Merde, c'est exactement ce qu'elle fait ! Elle se relève d'un coup comme si elle venait de se brûler. Je la regarde s'éloigner de moi sans vraiment capter ce qui se passe. Je me plante à mon tour sur mes pieds et la suis jusqu'au frigo. Quand elle tente de l'ouvrir, j'abats ma main dessus. Je déteste qu'on m'allume ainsi et qu'on me laisse en plan. Elle va devoir m'expliquer ce qui lui a pris de me chauffer comme ça, pour se barrer l'instant suivant.

Penché au-dessus d'elle, je laisse mon souffle remonter le long de son cou, avant de lui murmurer :

— Tu n'aimes pas m'embrasser ?

Elle se retourne vers moi et plante son regard azuréen dans le mien, avant de le baisser comme si elle avait honte de ce qu'on a fait.

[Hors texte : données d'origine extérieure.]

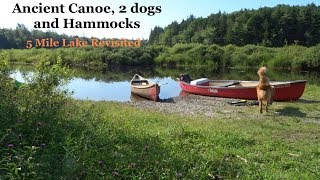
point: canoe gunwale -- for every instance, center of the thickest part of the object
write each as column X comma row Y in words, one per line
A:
column 273, row 83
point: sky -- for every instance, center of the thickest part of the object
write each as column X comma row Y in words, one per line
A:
column 171, row 10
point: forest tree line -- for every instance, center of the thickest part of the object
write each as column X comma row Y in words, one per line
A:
column 272, row 27
column 267, row 26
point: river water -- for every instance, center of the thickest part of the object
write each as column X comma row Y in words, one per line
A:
column 113, row 84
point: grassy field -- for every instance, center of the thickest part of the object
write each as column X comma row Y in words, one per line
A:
column 55, row 137
column 132, row 143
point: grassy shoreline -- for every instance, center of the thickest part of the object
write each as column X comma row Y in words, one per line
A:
column 56, row 137
column 292, row 57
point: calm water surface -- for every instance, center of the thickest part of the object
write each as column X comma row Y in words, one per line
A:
column 113, row 84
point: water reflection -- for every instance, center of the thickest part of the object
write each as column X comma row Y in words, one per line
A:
column 112, row 84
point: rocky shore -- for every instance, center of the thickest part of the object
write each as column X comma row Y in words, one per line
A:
column 191, row 105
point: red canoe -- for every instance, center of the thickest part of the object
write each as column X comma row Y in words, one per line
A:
column 284, row 91
column 144, row 88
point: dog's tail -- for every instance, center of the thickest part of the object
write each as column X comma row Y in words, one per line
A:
column 272, row 93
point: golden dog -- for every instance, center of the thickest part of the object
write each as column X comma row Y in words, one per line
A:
column 264, row 90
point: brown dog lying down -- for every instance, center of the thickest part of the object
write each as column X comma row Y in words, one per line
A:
column 264, row 90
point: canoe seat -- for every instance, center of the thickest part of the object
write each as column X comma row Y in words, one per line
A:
column 144, row 82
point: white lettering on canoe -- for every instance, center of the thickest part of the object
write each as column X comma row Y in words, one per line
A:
column 212, row 90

Bordel, j'espère qu'elle ne le regrette pas.

— J'ai déjà un mec.

Comme si je l'ignorais.

— Ben, il n'a pas de bol. Vu la façon dont tu m'as galoché, j'ai pas l'impression qu'il soit foutu de te satisfaire.

Ses joues deviennent rouges écarlates et je sais que j'ai raison.

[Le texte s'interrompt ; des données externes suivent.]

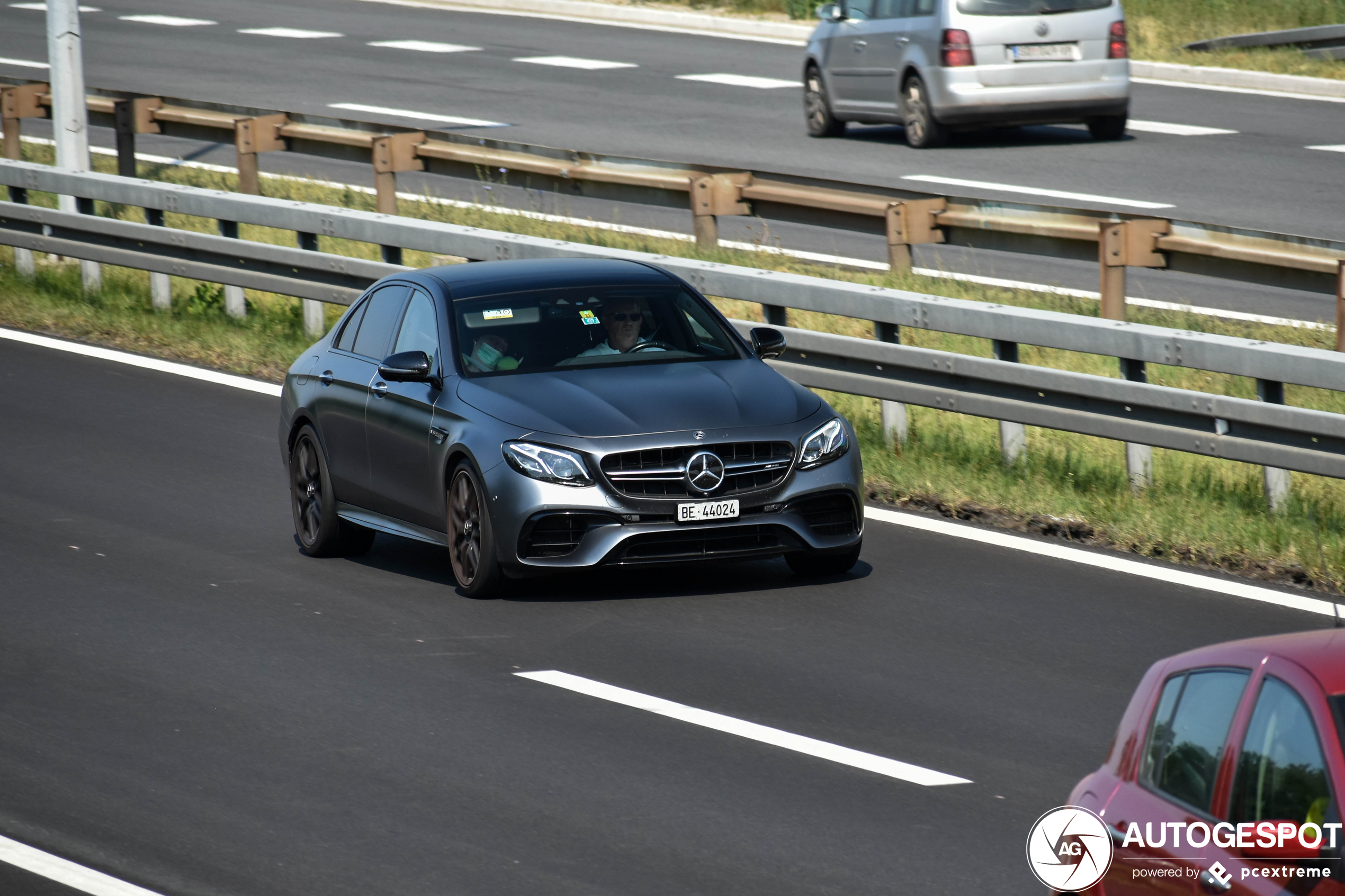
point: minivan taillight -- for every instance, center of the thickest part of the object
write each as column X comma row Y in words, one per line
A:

— Je suis désolée, Killian, je ne sais pas ce qui m'a pris de faire ça.

— Je vais te donner mon avis. Ton premier de la classe est tellement minable que t'as besoin d'un vrai mec et de moi en l'occurrence. T'es pas le genre de filles qu'on emmène au salon de thé.

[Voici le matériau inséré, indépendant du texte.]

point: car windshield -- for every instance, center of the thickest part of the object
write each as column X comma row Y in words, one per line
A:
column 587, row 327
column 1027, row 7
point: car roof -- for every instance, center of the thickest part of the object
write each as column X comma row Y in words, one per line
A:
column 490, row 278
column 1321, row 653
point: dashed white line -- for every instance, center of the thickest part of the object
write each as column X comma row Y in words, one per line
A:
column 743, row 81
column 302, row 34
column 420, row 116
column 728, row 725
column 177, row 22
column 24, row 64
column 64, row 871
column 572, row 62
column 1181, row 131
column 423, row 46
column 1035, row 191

Son regard s'assombrit juste avant qu'elle ne me repousse méchamment.

— De quoi je me mêle ? me questionne-t-elle en me foudroyant du regard. Caleb est un type bien. Au moins, j'suis sûre que lui ne me mettra pas en danger !

Prends-toi ça dans la gueule, mec !

— Alors, on en revient à ça ? Tu te jettes dans mes bras, me supplies de rester avec toi pour faire tes petites emplettes et m'allumes en essayant des robes ultra-sexy devant moi. Puis, tu me ramènes dans ta baraque sous prétexte qu'on va à la même soirée et me roules une pelle du tonnerre comme si c'était normal. Et tout ça pour quoi ? Pour que tu me balances dans la gueule ma putain d'erreur ?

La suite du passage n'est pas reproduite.